Given an $n$ degree equation in 2 variables ($n$ is a natural number) $$a_0x^n+a_1x^{n-1}+a_2x^{n-2}+\cdots+a_{n-1}x+a_n=y^n$$
If all values of $a$ are given rational numbers, are there any known minimum or sufficient conditions for $x$ and $y$ to have:
solutions and how many of them would exist. If it is not known/possible (or too hard) for an $n$ degree polynomial, do such conditions exist for quadratic ($n=2$) and cubic ($n=3$) polynomials.
(The OP suggested a connection to this post.)
Because this question is too broad, it spreads thin and may be vague. I suggest it be limited so coefficients $a_i$ are rational, and $x,y$ are also rational.
Having said that, two nice results are discussed in Kevin Brown's website.
I. Deg 2: The sum of $24$ consecutive squares.
$$F(x) = x^2+(x+1)^2+(x+2)^2+\dots+(x+23)^2=y^2\tag1$$
$$F(x) = 24x^2+552x+4324=y^2$$
which has solution,
$$x=p^2+70pq+144q^2,\quad\quad y =10(7p^2+30pq+42q^2)$$
where $p,q$ solve the Pell equation $p^2-6q^2=1$. This has an infinite number of integer solutions with the case $p,q = 1,0$ yielding the famous cannonball stacking problem,
$$1^2+2^2+3^2+\dots+24^2 =70^2$$
II. Deg 3: The sum of $n$ consecutive cubes.
$$G(x) = x^3+(x+1)^3+(x+2)^3+\dots+(x+n-1)^3=y^3\tag2$$
$$G(x) = n x^3 + \tfrac{1}{4}n(n - 1)\big(6x^2 + 4 n x - 2x + n(n - 1)\big) =y^3$$
a solution of which (by Dave Rusin) is,
$$x=\tfrac{1}{6}(v^4 - 3v^3 - 2v^2 + 4),\quad\quad n=v^3$$
hence for $2^3=8$ and $4^3=64$ cubes,
$$(-2)^3+(-1)^3+\dots+3^3+4^3+5^3 = 6^3$$
$$6^3+7^3+8^3+9^3+10^3+\dots+69^3 = 180^3$$
and so on.
III. Deg 4: The sum of 4th powers in arithmetic progression.
No analogous results known so far. See linked post in first line.
This addresses user45195's question and is too long for a comment.

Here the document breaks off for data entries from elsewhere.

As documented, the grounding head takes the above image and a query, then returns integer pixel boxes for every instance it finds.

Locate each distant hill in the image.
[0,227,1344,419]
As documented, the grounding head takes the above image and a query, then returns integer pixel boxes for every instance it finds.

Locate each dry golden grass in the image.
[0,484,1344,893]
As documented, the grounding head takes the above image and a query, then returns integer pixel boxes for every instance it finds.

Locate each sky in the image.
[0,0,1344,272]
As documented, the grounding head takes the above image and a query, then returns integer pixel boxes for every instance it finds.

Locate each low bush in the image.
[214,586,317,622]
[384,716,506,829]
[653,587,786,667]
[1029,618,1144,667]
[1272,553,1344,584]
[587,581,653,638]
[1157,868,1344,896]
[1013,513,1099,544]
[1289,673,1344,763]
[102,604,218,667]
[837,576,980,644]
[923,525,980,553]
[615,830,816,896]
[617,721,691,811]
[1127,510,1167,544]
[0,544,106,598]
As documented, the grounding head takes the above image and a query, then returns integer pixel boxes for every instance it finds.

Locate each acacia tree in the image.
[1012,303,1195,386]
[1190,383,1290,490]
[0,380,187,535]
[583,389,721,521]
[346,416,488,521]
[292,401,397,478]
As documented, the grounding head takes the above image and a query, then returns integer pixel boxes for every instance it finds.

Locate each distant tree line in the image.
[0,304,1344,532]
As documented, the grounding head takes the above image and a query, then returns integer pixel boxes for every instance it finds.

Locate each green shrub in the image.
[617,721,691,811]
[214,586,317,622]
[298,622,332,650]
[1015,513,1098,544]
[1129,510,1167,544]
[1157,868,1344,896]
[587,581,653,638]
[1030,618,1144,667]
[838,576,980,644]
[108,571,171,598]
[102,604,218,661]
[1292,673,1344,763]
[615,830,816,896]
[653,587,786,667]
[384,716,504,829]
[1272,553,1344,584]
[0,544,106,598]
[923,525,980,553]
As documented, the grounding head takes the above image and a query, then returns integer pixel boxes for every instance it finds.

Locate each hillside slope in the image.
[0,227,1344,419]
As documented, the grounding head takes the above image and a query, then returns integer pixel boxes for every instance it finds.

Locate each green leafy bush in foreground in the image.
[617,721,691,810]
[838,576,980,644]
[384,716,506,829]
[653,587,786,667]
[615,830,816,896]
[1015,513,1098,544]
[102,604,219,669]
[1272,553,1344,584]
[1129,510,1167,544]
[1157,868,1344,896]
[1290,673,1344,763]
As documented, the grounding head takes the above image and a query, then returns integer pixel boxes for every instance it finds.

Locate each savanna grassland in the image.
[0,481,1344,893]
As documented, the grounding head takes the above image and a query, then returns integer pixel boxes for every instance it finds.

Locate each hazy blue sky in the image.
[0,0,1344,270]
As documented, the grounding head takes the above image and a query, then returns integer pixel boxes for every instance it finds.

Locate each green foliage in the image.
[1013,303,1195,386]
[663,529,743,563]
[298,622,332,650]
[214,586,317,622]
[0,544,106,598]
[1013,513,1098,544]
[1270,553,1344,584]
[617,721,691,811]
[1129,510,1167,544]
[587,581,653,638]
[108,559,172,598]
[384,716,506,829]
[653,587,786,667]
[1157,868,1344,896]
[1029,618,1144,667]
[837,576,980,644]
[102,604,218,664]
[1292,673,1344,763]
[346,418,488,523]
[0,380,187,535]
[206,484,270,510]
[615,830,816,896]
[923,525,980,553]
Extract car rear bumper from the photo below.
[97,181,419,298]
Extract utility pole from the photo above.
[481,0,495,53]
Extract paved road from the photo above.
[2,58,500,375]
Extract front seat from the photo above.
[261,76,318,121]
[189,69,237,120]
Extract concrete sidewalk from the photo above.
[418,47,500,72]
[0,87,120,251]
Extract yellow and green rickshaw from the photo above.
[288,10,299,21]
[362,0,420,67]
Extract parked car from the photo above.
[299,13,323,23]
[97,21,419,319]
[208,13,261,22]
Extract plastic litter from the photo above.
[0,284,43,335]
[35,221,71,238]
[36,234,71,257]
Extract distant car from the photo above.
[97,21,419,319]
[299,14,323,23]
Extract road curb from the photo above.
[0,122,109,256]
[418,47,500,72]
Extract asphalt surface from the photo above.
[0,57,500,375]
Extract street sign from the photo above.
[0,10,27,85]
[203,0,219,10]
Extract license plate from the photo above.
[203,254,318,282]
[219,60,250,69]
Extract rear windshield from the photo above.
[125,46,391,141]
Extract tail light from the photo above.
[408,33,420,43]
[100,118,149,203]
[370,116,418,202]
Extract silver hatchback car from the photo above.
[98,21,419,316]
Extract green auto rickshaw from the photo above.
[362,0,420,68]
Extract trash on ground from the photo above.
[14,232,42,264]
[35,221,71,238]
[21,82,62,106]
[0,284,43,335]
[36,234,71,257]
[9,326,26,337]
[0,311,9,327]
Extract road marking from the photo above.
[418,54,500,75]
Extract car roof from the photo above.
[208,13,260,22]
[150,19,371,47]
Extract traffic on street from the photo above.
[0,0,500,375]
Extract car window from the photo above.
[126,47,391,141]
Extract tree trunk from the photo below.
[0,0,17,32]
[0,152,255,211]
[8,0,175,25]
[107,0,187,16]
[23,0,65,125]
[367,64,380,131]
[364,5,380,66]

When I said too broad, it was because the question originally didn't limit the field of $x$. A familiar field is the complex numbers $\mathbb{C}=a+bi$, of which a special case are the reals $\mathbb{R}$, and even more limited, the rationals $\mathbb{Q}$.
If $x$ was in $\mathbb{C}$, then it's just an old result (Fundamental Theorem of Algebra), that for any $y$, one can always find $n$ roots $x$ that solve the equation in your post, and there's nothing new to be said.
However, if $x,y$ are limited to the rationals $\mathbb{Q}$, that's where it gets interesting. The equation,
$$f(x) = y^2\tag1$$
where the degree $d$ of $f(x)$ is either $d = 2,3,4,5$ has been extensively studied. See algebraic curve, including Pell equations ($d=2$), elliptic curve ($d=3,4$), and hyperelliptic curve ($d=5$). For,
$$f(x) = y^3\tag2$$
then $d=3$ still has special cases as elliptic curves. For $d=4$, see trigonal curve. However, for the higher,
$$f(x) = y^m\tag3$$
where $d,m>3$, is more complicated. See superelliptic curve.
You can determine whether a real solution to that equation exists; obviously, there is always one if $n$ is odd, since the left side, $y^n$ can be chosen, independent of the right side, to equal whatever we want. For even $n$, we want to know whether the left hand polynomial is ever positive - this clearly holds if $a_0$ is positive, since the function would tend to $\infty$ as $|x|$ gets large. However, if $a_0$ is negative, then the left hand function will be non-negative somewhere if and only if it has at least one real root. Thus, the problem would then collapse to determining if a univariate polynomial has a root and, in general, this is possible to accomplish computationally via Sturm sequences.